LOOKING BACK: Church offers unique vision of the past
AS FAR as opening lines go, the one from L.P. Hartley's novel The Go-Between is rather good: "The past is a foreign country: they do things differently there."
Just as we get other countries wrong, I think we often conceptualise the past through our own lenses of how we think it was.
I think there might be something in this with how we perceive "heritage colours". The classic Queenslander residences in Maryborough now have a distinctive look with soft and earthy pastel colours. When many of these fine houses were constructed the custom here was for them to be painted with brown fence paint or with wood-preserving oil - the finish became known as "Maryborough brown".
The architectural charm has been maintained, but I am sure they would have looked quite different with their original finishes.
Elsewhere in the city a particularly significant historical building has quite a different look to when it was first constructed. St Mary's Catholic Church has a uniform light brown rendered finish, with lines etched in to give the appearance of sandstone blocks. But if you look closely at our earliest images of the church you will see that it had quite a different appearance.
To see another aspect of this landmark building, walking off Adelaide St, go to the right of the church until you come to the last side door. Here you can see the original red brick facade as well as the stone quoining around the doorway.
Its appearance as a red brick church would have been quite foreign to its appearance today. How the church got to its current picturesque appearance is due to its architectural history over a number of decades.
St Mary's as we see it today didn't come from the mind of one man, but actually demonstrates the fine work of three influential architects from different generations: Charles Tiffin, F.D.G. Stanley and P.O.E. Hawkes.
These three architects have each left their mark on this prominent heritage-listed building.
The foundation stone was laid on July 29, 1869, for Tiffin's design and the first stage of St Mary's opened on February 4, 1872. Tiffin was also responsible for the nearby Maryborough Post Office and Bond Store as well as many significant buildings across the state, including Parliament House and Old Government House.
Designed in Early English Gothic style of brick, with stone quoining and detailing, the building originally featured a steeply pitched gabled roof clad with shingles. Side aisles extended the length of the four-bay nave and these were lined with double lancets. The plan incorporated a small porch, chancel and two sacristies. The resident priest, Father Tissot, landscaped the grounds surrounding the church and provided the chancel screen and other timber panelling, all carved by himself.
Showing forethought, provision was made in Tiffin's design for extending the church and this occurred in the late 1870s with the addition of a domed apse, a sacristy and two chapels.
In 1884 F.D.G. Stanley prepared plans for further alterations, which included the enlargement of the nave by three bays and the erection of a large chancel. The roof was then reclad with slate and several ventilation gablets were added near the ridge. A new set of gold framed "Stations of the Cross'' from Lyons in France, described as oleographs or coloured lithographs printed with oil paints, were also part of the upgrade.

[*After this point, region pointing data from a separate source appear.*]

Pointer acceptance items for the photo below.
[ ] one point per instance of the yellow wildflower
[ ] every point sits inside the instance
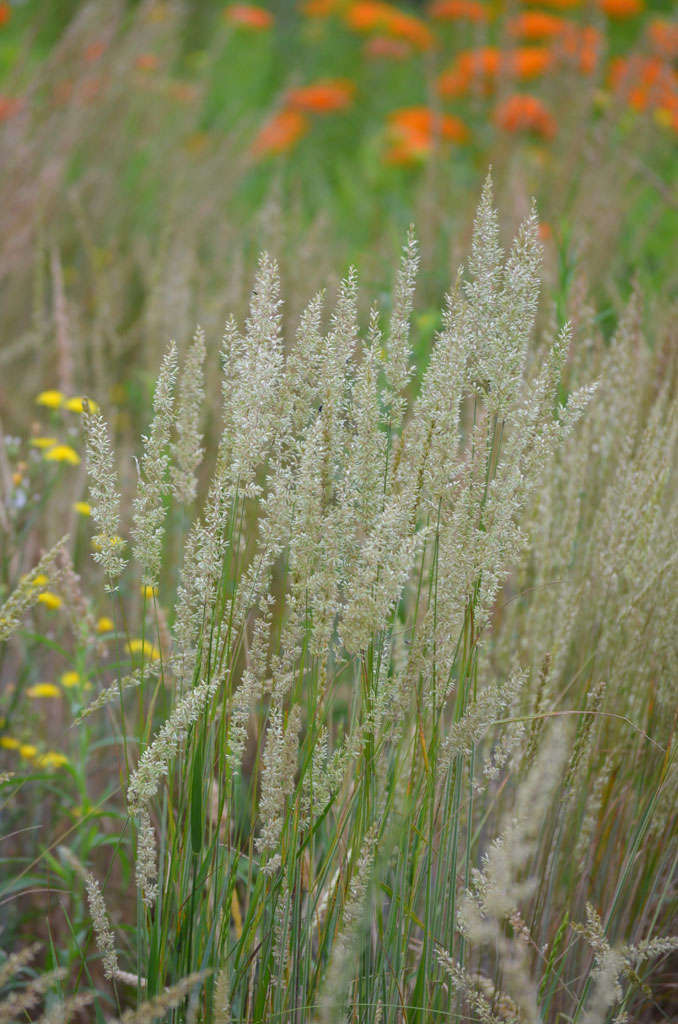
(663, 116)
(43, 690)
(75, 404)
(62, 453)
(150, 650)
(52, 399)
(52, 760)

These additions completely removed the 1877 additions, including the domed apse. This was the about the same time that Stanley was designing the nearby Maryborough Court House.
Substantial alterations were made in 1936 to the design by local architect P.O.E. Hawkes. Again, the length of the building was extended and north and south chancels were added, as were sacristies, confessionals and a baptistery. The interior was reoriented and a new entrance formed from Adelaide St.
It was at this time, under the guidance of Hawkes, that the appearance was completely transformed with the rendering over of the red brick and stone quoining.
Another interesting addition Hawkes made to the exterior was the placement of 12 small grotesques high up in the corners of the Adelaide St end of the building.
The interesting rooster on the gable was also added at this time and is a tribute, within the French tradition, to the church's first priest, Father Tissot.
Thanks to three creative architects we have a unique church building which helps to document the changing architectural styles in Queensland and the growth of the Catholic congregation in Maryborough.